Enzyme assays in the presence of 18O water.
Liquid chromatography/mass spectrometry analysis was performed on samples from enzyme assays containing cell extracts of P. putida F6 and 3,4-dihydroxyphenylacetic acid as substrate in the presence of 18O water for 2 min. Reactions were stopped through the addition of hydrochloric acid as described for all enzyme assays. Liquid chromatography/mass spectrometry analysis of the assay showed a product with the same retention time as 3,4-dihydroxymandelic acid and a molecular mass equal to and two mass units heavier than the mass of the standard solution of 3,4-dihydroxymandelic acid. Assays with heat-treated cell extract (100°C for 30 min) did not result in any product formation. Analysis of standard solutions of substrates and products showed no exchange between 18O water and either 3,4-dihydroxymandelic acid or 3,4-dihydroxyphenylacetic acid within 2 min.
DISCUSSION
P-OHPA has received attention because it is an intermediate in the metabolism of tyrosine.
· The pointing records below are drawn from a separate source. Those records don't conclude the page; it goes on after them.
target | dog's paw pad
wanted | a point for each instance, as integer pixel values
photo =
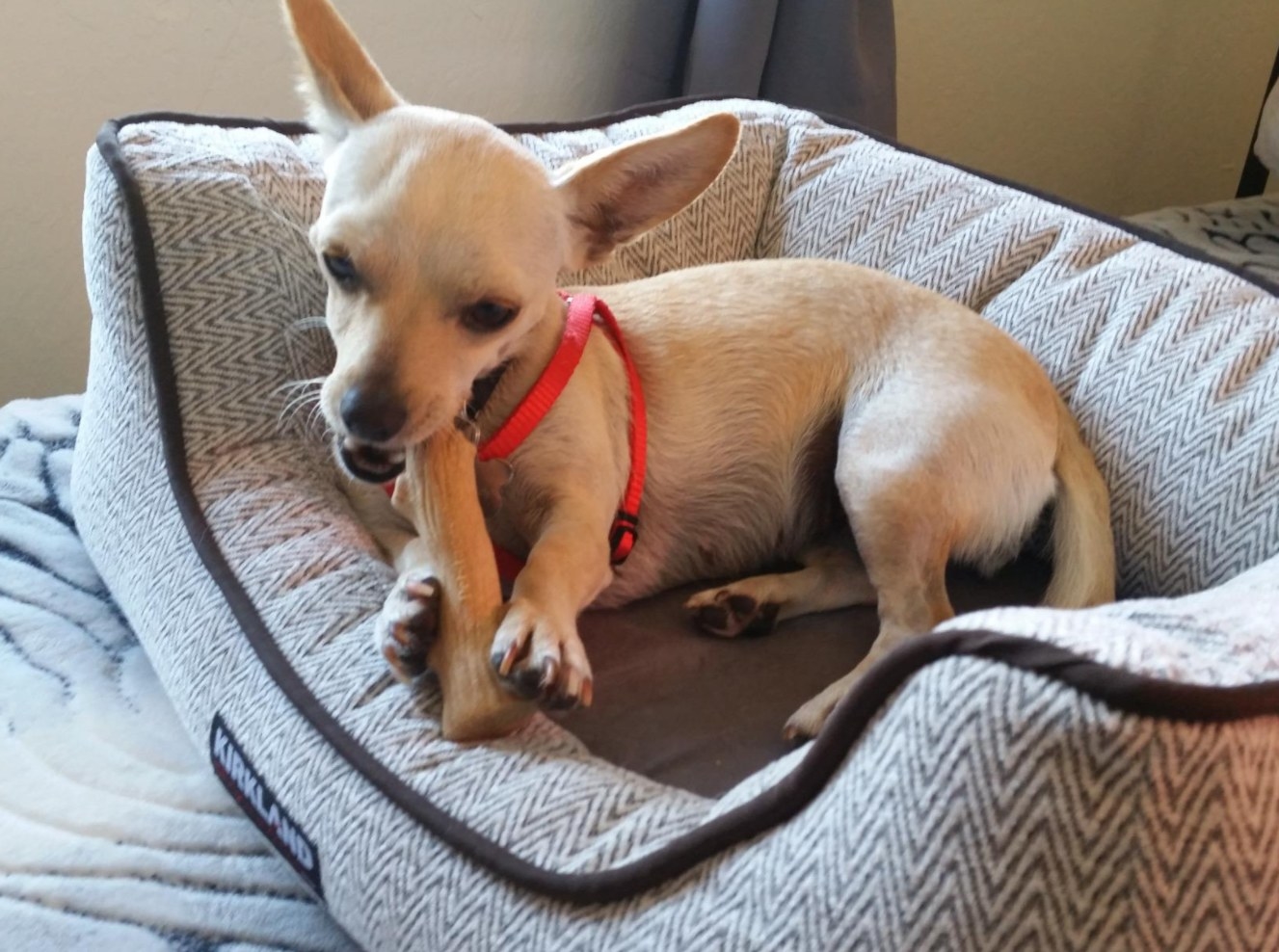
(407, 625)
(732, 614)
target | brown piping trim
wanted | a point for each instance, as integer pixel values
(1119, 689)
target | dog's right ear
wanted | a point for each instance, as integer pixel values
(340, 83)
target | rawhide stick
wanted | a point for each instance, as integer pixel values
(438, 493)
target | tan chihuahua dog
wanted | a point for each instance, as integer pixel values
(778, 392)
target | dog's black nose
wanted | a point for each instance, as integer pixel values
(372, 414)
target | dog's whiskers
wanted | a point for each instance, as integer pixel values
(302, 402)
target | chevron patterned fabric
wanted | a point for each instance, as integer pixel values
(985, 807)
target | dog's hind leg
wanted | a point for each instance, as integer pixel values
(902, 514)
(832, 578)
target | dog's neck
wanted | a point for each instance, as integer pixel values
(516, 377)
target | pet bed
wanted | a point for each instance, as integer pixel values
(114, 833)
(1020, 779)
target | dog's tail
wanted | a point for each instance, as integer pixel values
(1083, 548)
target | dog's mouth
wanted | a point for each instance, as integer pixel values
(368, 463)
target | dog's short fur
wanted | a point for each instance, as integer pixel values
(778, 391)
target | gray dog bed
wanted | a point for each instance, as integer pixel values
(1020, 779)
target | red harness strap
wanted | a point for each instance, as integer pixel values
(582, 312)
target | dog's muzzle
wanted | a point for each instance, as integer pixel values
(368, 463)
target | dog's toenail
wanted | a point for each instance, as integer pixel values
(527, 682)
(712, 618)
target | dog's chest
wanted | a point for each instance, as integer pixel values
(726, 509)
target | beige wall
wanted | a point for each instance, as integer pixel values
(1119, 104)
(67, 66)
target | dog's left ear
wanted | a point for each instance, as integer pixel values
(615, 196)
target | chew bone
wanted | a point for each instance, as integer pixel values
(438, 493)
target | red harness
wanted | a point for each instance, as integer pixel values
(582, 312)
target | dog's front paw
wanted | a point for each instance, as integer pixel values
(538, 658)
(809, 720)
(728, 612)
(407, 625)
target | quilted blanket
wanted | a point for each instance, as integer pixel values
(114, 833)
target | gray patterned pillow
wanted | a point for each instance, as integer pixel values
(977, 791)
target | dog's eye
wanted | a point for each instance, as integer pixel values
(341, 269)
(488, 316)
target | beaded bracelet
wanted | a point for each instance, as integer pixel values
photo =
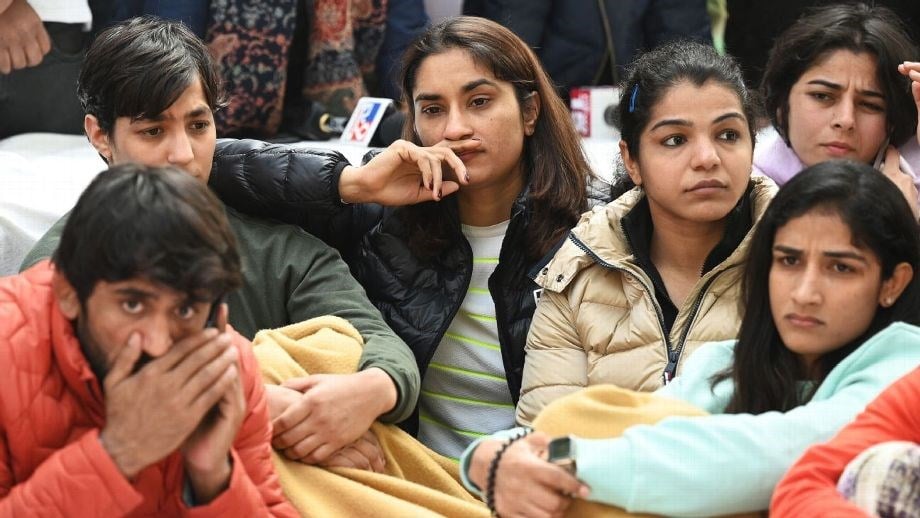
(493, 468)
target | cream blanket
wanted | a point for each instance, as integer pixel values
(418, 482)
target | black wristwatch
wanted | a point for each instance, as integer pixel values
(561, 452)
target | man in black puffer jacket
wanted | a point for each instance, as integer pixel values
(417, 298)
(149, 90)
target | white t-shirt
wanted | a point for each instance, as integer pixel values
(465, 392)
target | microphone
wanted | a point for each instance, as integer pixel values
(319, 124)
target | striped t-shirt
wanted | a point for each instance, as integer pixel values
(465, 394)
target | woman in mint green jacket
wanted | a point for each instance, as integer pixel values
(829, 286)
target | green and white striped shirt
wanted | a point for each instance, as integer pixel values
(465, 394)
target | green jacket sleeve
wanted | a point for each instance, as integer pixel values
(328, 288)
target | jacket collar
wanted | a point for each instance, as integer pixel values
(774, 158)
(67, 355)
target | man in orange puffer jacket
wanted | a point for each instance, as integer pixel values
(122, 390)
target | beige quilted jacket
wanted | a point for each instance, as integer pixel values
(597, 320)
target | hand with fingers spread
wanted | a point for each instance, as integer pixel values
(902, 180)
(23, 39)
(365, 453)
(525, 483)
(405, 174)
(177, 391)
(333, 411)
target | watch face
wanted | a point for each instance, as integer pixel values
(560, 448)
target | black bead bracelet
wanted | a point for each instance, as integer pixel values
(493, 468)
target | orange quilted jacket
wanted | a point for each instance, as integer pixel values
(51, 412)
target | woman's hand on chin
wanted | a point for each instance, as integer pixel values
(405, 174)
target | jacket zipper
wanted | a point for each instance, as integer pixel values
(673, 353)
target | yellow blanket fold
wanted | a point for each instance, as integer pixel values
(418, 481)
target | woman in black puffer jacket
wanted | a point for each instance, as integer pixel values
(443, 229)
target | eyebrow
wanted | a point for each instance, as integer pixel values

P. putida F6 is capable of growth with P-OHPA as a sole carbon and energy source. Whole-cell oxygen electrode studies showed a mostly predictable profile with P-OHPA and 3,4-dihydroxyphenylacetic acid giving strong reactions. However, oxygen consumption by whole cells in the presence of 3,4-dihydroxybenzaldehyde has never been reported for P-OHPA-grown microorganisms (1, 7, 11, 32, 33).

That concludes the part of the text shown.